Statements that cause exceptions: size_t bytesRead = fread(buffer, sizeof(char), fileSize, file);

The fread function throws an exception when reading a binary file. I tried forcing type conversion on fileSize, but it doesn't seem to be a type problem. fileSize can correctly receive the number of bytes in the file. I really don't know how to correct it.


Solution

  • fseek(file, 0L, SEEK_END);
    size_t fileSize = ftell(file);
    rewind(file);
    

    Binary streams need not support the SEEK_END value, and the fseek() statement is specified as having undefined behavior in the ISO C Standard.

    Subclause 7.21.9.2 of the C Standard [ISO/IEC 9899:2011] specifies the following behavior for fseek() when opening a binary file in binary mode:

    A binary stream need not meaningfully support fseek calls with a whence value of SEEK_END.

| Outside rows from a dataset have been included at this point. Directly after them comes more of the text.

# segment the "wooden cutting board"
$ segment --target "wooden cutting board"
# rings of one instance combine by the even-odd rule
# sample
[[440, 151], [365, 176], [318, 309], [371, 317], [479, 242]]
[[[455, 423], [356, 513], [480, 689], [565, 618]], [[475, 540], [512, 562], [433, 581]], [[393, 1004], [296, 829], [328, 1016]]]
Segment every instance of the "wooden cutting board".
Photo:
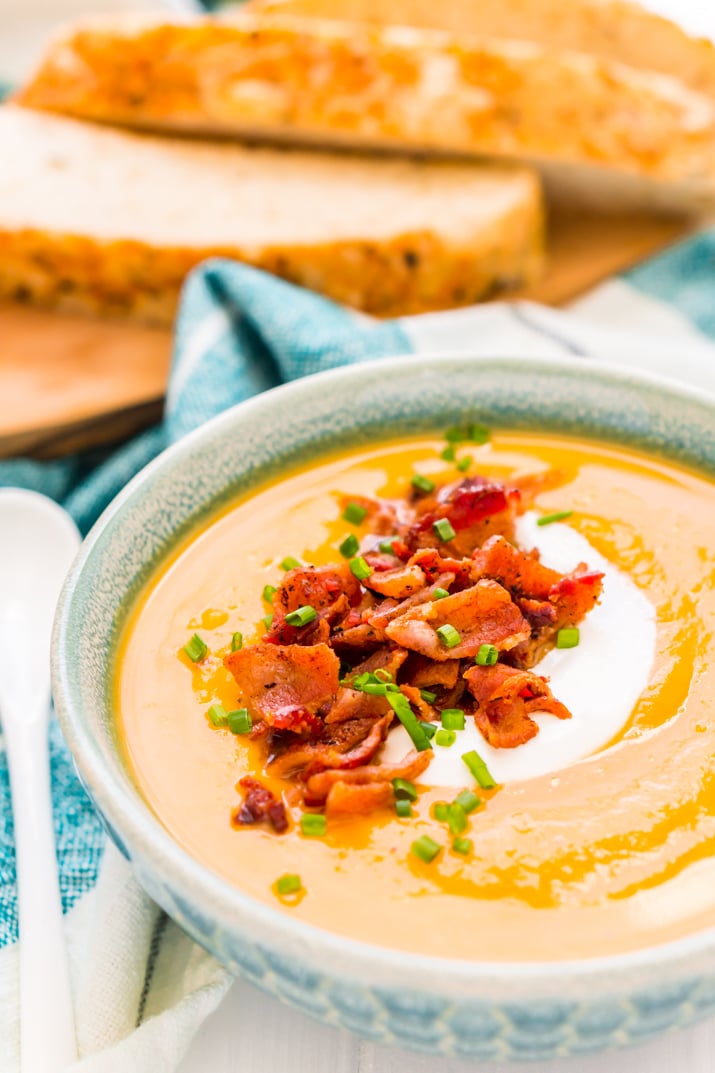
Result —
[[[557, 216], [547, 271], [517, 297], [562, 305], [692, 229], [645, 216]], [[55, 457], [151, 424], [170, 355], [166, 329], [0, 306], [0, 457]]]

    In addition, footnote 268 of subclause 7.21.3 says:

    Setting the file position indicator to end-of-file, as with fseek(file, 0, SEEK_END), has undefined behavior for a binary stream (because of possible trailing null characters) or for any stream with state-dependent encoding that does not assuredly end in the initial shift state.

    Don't use fseek() + ftell() to find the size of the file. Use POSIX's stat()/fstat() (Yes, they're supported by Windows too, albeit with preceding underscores), or just allocate a fixed amount of memory and realloc() as needed until fread() returns a short count.

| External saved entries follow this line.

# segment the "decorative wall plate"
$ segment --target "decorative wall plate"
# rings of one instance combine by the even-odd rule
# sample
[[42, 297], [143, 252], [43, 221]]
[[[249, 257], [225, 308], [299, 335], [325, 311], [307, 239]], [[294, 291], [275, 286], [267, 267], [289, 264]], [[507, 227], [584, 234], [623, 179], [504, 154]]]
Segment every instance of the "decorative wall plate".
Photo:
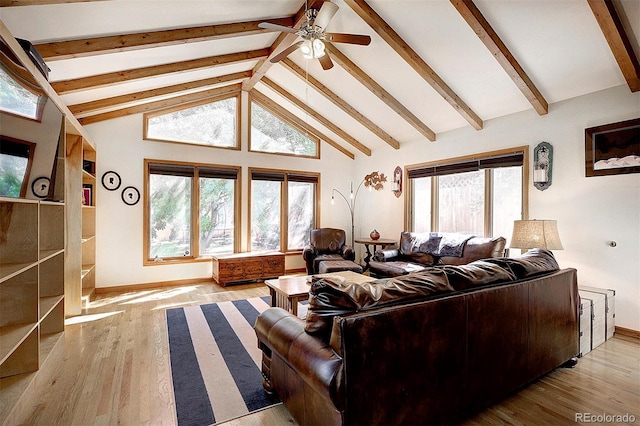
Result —
[[47, 195], [49, 195], [50, 184], [51, 181], [48, 177], [41, 176], [33, 180], [31, 183], [31, 191], [33, 192], [33, 195], [38, 198], [47, 198]]
[[140, 201], [140, 191], [133, 186], [127, 186], [122, 190], [122, 201], [129, 206], [138, 204], [138, 201]]
[[120, 175], [114, 171], [108, 171], [102, 175], [102, 186], [109, 191], [115, 191], [120, 188], [121, 183]]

    If it's a binary file, then you should expect that it may contain null bytes, and therefore you cannot rely on a null byte to indicate the end of the buffer. You need to rely on a buffer count. @Tom Karzes

    Other than that, C doesn't have exceptions. fread() can not raise an exception. What you're referring to is probably something Windows specific.

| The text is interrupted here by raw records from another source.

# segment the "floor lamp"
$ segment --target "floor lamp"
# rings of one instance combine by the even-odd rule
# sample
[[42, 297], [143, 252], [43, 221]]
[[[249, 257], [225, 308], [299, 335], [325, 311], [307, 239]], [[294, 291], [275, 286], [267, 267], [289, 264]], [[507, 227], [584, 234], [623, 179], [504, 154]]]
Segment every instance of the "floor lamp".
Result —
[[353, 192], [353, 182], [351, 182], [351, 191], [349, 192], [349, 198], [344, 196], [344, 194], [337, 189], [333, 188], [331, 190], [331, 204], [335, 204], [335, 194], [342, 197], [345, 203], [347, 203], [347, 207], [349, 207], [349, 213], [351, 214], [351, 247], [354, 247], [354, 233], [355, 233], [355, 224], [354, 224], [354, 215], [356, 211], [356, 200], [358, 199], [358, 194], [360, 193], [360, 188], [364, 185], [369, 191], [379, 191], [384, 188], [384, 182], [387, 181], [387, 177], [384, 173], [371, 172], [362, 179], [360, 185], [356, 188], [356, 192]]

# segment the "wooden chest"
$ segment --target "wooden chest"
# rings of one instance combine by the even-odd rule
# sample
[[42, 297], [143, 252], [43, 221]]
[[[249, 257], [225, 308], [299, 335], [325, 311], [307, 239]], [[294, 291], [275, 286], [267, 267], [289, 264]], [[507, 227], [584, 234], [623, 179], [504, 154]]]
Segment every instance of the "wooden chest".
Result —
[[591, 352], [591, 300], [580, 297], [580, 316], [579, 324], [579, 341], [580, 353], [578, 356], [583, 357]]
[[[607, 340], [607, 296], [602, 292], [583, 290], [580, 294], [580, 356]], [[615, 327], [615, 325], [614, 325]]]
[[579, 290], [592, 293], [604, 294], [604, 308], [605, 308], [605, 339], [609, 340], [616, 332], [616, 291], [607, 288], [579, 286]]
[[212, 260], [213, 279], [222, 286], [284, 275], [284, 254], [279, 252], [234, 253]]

    Here's something you might find useful (for the links and the defines/includes):

    bool io_fsize(FILE *stream, uintmax_t *size)
    {
    /*   Windows supports fileno(), struct stat, and fstat() as _fileno(),
     *   _fstat(), and struct _stat.
     *
     *   See: https://learn.microsoft.com/en-us/cpp/c-runtime-library/reference/fstat-fstat32-fstat64-fstati64-fstat32i64-fstat64i32?view=msvc-170 */
    #ifdef _WIN32
        #define fileno _fileno
        #ifdef _WIN64
            #define fstat  _fstat64
            #define stat   __stat64
        #else
            #define fstat  _fstat
            #define stat   _stat
        #endif                          /* _WIN64 */
    #endif                              /* _WIN32 */
    
    /* According to https://web.archive.org/web/20191012035921/http://nadeausoftware.com/articles/2012/01/c_c_tip_how_use_compiler_predefined_macros_detect_operating_system
     * __unix__ should suffice for IBM AIX, all distributions of BSD, and all
     * distributions of Linux, and Hewlett-Packard HP-UX. __unix suffices for Oracle
     * Solaris. Mac OSX and iOS compilers do not define the conventional __unix__,
     * __unix, or unix macros, so they're checked for separately. WIN32 is defined
     * on 64-bit systems too. */
    #if defined(_WIN32) || defined(__unix__) || defined(__unix) || (defined(__APPLE__) && defined(__MACH__))
        struct stat st;
    
        /* rewind() returns no value. */
        rewind(stream);
    
        if (fstat(fileno(stream), &st) == 0) {
            *size = (uintmax_t) st.st_size;
            return true;
        }
        return false;
    #else
        /* Fall back to the default and read it in chunks. */
        uintmax_t rcount = 0;
        char chunk[IO_CHUNK_SIZE];
    
        /* rewind() returns no value. */
        rewind(stream);
    
        do {
            rcount = fread(chunk, 1, IO_CHUNK_SIZE, stream);
    
            if ((*size + rcount) < *size) {
                /* Overflow. */
                return false;
            }
            *size += rcount;
        } while (rcount == IO_CHUNK_SIZE);
        return !ferror(stream);
    #endif                          /* defined(_WIN32) || defined(__unix__) || defined(__unix) || (defined(__APPLE__) && defined(__MACH__)) */
    #undef fstat
    #undef stat
    #undef fileno
    }
    

    Where IO_CHUNK_SIZE is defined to 8 or 64 KiBs.